Drawing directly to an array

Hi,
I have an array representing a raw image (RGB).

I need to draw some OpenGL graphics on this image without opening a window.

Is there a way to let OpenGL work directly on a buffer representing an image?

Thanks!
Hans Kristian

The offscreen renderer in Mesa (OSMesa) works exactly like that. You allocate a buffer, give it to OpenGL when creating the rendering context, and everything is drawn directly into that buffer. No need for a window.

I used it for my webserver to show dynamically generated images based, say, on parameters passed from a webpage. Works great.

Bob, is there any chance to see your site featuring offscreen OpenGL rendering ?

Sadly, no. I had it for experimenting, and I removed it while clearing the directory structure quite some time ago since I had no more use for it. But I can start looking into making a new one for fun, I got some time to spare so at least I will have something to do.

Thanks for the reply, Bob. I would prefer to do this without the use of any extra modules / installs. If that is not possible to do in “bare” OpenGL, it is better I just open a minimized window or something, as I’m not in a position to introduce extra dependancies to the projct.

  • Hans Kristian

Of course you can do this with standard OpenGL. You just need different parameters for the ChoosePixelFormat. As the HDC parameter you pass the HDC of a bitmap, not a window. As the dwFlags parameter you pass the PFD_DRAW_TO_BITMAP instead of PFD_DRAW_TO_WINDOW.

You will not get hardware accelleration here (which means also no extensions). If you want that, you need to draw in a window and read the bitmap from there. But be careful: The window must be completely visible. Otherwise the overlapped or invisible regions will not get rendered.

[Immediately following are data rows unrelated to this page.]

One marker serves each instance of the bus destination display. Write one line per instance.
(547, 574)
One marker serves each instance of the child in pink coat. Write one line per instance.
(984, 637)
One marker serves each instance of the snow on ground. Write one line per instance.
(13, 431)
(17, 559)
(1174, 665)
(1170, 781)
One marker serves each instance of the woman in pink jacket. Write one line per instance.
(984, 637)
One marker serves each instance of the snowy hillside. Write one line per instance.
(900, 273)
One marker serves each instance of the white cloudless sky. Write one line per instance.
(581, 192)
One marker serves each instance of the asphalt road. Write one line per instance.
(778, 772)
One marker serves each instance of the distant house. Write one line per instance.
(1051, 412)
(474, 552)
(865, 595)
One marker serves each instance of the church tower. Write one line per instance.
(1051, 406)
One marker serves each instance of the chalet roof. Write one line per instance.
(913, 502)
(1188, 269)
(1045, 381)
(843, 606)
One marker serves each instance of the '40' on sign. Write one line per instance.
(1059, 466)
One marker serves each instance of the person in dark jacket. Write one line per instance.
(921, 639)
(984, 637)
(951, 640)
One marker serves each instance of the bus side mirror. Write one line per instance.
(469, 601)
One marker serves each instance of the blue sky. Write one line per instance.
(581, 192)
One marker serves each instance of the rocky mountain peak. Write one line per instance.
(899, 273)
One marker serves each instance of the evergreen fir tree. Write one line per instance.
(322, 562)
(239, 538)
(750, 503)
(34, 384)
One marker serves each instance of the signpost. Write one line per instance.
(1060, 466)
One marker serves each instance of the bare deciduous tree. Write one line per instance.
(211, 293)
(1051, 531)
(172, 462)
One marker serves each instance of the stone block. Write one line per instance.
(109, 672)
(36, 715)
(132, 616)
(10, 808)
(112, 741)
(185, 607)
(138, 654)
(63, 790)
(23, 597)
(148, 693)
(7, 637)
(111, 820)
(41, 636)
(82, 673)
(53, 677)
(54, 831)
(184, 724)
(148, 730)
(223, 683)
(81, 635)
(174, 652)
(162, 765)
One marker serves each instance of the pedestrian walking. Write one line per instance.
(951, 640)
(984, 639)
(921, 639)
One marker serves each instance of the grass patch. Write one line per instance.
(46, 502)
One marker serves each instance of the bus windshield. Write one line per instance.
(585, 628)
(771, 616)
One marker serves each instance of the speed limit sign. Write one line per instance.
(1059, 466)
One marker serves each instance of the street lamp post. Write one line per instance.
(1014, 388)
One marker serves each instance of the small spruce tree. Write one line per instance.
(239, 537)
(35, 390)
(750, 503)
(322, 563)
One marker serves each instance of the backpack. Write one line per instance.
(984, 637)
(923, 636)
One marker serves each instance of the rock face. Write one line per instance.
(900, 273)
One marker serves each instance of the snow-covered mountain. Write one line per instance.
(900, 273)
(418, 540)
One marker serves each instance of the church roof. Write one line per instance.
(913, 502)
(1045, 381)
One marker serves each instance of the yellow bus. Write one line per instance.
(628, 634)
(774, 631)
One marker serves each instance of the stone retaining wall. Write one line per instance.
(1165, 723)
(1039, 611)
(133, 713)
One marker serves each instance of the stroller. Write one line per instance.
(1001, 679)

Update: Just read your post again… to answer your post correctly: It is not possible to draw in an array, but in an offscreen bitmap as described above.

Kilam.

Originally posted by hanskr:
[b]Thanks for the reply, Bob. I would prefer to do this without the use of any extra modules / installs. If that is not possible to do in “bare” OpenGL, it is better I just open a minimized window or something, as I’m not in a position to introduce extra dependancies to the projct.

  • Hans Kristian[/b]
    Mesa is an implementation of OpenGL, just like the defualt one that ships with Windows. You don’t add anything, or makes any modifications, to that implementation, you replace it with a completely different, stand alone, implementation. Mesa IS plain OpenGL. Ultimately, nothing shouldn’t have to change in the code (except where you create the rendering context, a line or two) to make it work with Mesa instead. It may even be possible to just add a DLL-file (assuming Windows) and don’t change the code at all, not even recompile it. For offscreen rendering, you just use a different glue-layer; OSMesa instead of wgl.

But if you want to drop an, in my oppinion, perfect solution for offscreen rendering, almost without any modifications to the code just because you dont’t want to use a different implementation of OpenGL, then I’m not going to stop you :rolleyes:

By the way, I maganed to dig up the old program I had to generate images dynamically from an old backup. Thought it was lost, but obviously not. Clicky . Just change the color and press ‘render’ to get a new image.

There are ways to get off-screen render contexts, but I think you would still need to copy the resulting image from that context into your array. glReadPixels I think is the function you’d want for that.